Сегодня меня особенно впечатлило состояние моих глаз, белки сплошь в ярко-красных прожилках, влажные нижние веки воспалены, чуть отстают от глазных яблок. У меня, замечаю, почти не осталось ресниц, и это у меня, чьей шелковой бахроме когда-то могла бы позавидовать девушка. На верхнем веке, изнутри, на самом краешке, сидит такая шишечка, перед закруглением к лузгу, она даже вполне ничего себе с виду, если б не эта вечная желтая точечка в центре, прямо как гнойничок. А бутон в самом лузге, это еще зачем? Нет, нельзя так пристально изучать человеческое лицо. Бледность тронутых покраснением щек, впалых, да, боюсь, впалых, как у бедняги Ван Гога, подчеркнута из-за сияния белых стен и эмалевой раковины. Это сияние – не свет северной осени, скорей оно похоже на жесткий, упрямый, сухой блеск далекого юга. Этот блеск нырнул в зеркало, утонул в унынии стен, сделал их пересохшими, ломкими, как скелет каракатицы. От изгиба раковины он растекся во все стороны, как далекий, далекий туман. Стоя тут в белом кубе света, я на миг перенесся на дальний берег, настоящий, придуманный, сам не знаю, но все подробности были прочерчены с достоверностью сна, и я сидел на твердой грядке сланцевого песка и держал большой плоский гладкий синий камень.
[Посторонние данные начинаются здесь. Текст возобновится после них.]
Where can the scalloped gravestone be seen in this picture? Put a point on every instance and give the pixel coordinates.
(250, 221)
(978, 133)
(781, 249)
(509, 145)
Был он теплый, сухой, и, кажется, я его тронул губами, и на вкус он был, кажется, солоноват, отдавал морскими глубями, далями, баснословными островами, местами, забытыми среди никнущих папоротников, хрусткими скелетами рыб, водорослями и гнилью. Мелкие волны передо мной у приплеска говорили по-человечески, возбужденно шептали о древней беде, о гибели Трои, наверно, а может, о погружении Атлантиды. Все блестит, все искрится, течет. Водные бусы рвутся, серебряной снизкой падают с края весла. Вижу черный корабль вдалеке, он все ближе, он каждую секунду все ближе. Я готов. Я слышу вашу песню, сирены. Я готов, я почти готов.